Well, let's not even go there… But urban golf has additional and unique challenges. Stray dogs and cats can run off with your ball, or gutters might gobble it up. Carry spares.

 Urban golf can get wacky-when it moves from street level to the rooftops.
Urban golf can get wacky-when it moves from street level to the rooftops.
There's no need to lug around a full set. You're best advised to carry short to middle irons (5, 6 or 7); the 'lower' the club, the less chance the ball has of gaining altitude. Do, however, keep a short iron or two handy if you intend to clear buildings! And if stuffed leather balls aren't at hand, tennis or squash balls are good substitutes.

But Feakes' goose-feathered orbs are good at negating hooks and slices which is good news for novices. So how do you play urban golf? Well, firstly, you need a mat off which to hit your ball --a portable piece of Astroturf is ideal. Choose a target and hit your ball towards it, as you would toward any hole on a regular golf course. Par for the hole would depend on the distance between tee-box and target. When you've struck the target, you've 'holed' the ball. Some suggestions from urbangolf.org: Large targets/holes must be hit by the ball, or the ball must pass 'under' it; with small or skinny targets, the ball must pass within a radius of three feet, or one club length, of the target- and it's the other players who decide whether the shot is within three feet!

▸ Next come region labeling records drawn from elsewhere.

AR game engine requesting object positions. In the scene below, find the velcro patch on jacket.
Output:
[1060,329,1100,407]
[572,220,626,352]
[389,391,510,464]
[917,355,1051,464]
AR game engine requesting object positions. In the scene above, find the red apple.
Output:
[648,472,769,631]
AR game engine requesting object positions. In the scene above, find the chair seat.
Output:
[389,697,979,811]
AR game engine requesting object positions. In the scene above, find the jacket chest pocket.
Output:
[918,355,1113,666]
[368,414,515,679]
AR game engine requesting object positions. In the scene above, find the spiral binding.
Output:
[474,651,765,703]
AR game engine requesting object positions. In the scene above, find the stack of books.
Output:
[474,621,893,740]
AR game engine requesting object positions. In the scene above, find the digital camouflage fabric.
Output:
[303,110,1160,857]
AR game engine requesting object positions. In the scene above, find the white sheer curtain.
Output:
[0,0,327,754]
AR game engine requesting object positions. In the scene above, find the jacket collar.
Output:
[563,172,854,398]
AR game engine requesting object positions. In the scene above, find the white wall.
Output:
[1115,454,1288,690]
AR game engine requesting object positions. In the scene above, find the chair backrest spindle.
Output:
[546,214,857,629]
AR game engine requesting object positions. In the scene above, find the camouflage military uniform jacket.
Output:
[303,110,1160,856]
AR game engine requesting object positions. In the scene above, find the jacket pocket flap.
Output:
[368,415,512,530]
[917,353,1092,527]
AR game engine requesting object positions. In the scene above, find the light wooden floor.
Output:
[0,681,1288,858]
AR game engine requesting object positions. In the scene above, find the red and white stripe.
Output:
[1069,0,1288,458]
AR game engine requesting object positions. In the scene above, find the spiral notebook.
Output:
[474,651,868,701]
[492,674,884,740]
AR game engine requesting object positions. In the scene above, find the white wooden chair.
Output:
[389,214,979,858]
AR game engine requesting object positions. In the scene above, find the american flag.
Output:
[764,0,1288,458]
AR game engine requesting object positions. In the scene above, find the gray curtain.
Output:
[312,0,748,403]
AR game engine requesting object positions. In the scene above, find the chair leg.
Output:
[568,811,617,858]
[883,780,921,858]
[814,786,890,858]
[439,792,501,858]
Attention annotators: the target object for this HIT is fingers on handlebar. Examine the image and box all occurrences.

Stationary trucks, bins, store sheds, bridges, mail or telephone boxes (if those things are still around), even pubs-all these are entirely acceptable targets. Should it ever come into play as a 'target', the pub would be the perfect 18th (or ninth) hole; one can, upon completing a round, quaff contentedly on a cool beer and mull over the day's golf away from the forced conviviality of the clubhouse.

Urban golf can get wacky-when it moves from street level to the rooftops. It's even more hairy with double the thrills when played at night. If you're so inclined, or a little daft, do carry a powerful torch. City golf has caught the fancy of many a bored and distinctly un-elitist golfing urbanite-Argentina, New Zealand and Russia are among the countries that have set up urban golf associations. NW Urban Sports, of Portland, Oregon (US), teed off a 'World Urban Golf Day' in 2007, while the Urban Golf Association runs the biennial Charles Bukowski North Beach Invitational in San Francisco.

You see, hipsters dig it too. You can find your own time, and your own area, for urban golf-no need to book a tee time and best of all, you can stay well clear of cranky and capricious club members. There's no clubhouse dress code or club tournament committees, you don't have to shell out green fees, and the only 'rule' that matters is the 'safety first' rule. Remember, this game is all about "having fun, not winning" (urbangolf.org). So leave the gravitas behind and enjoy your round.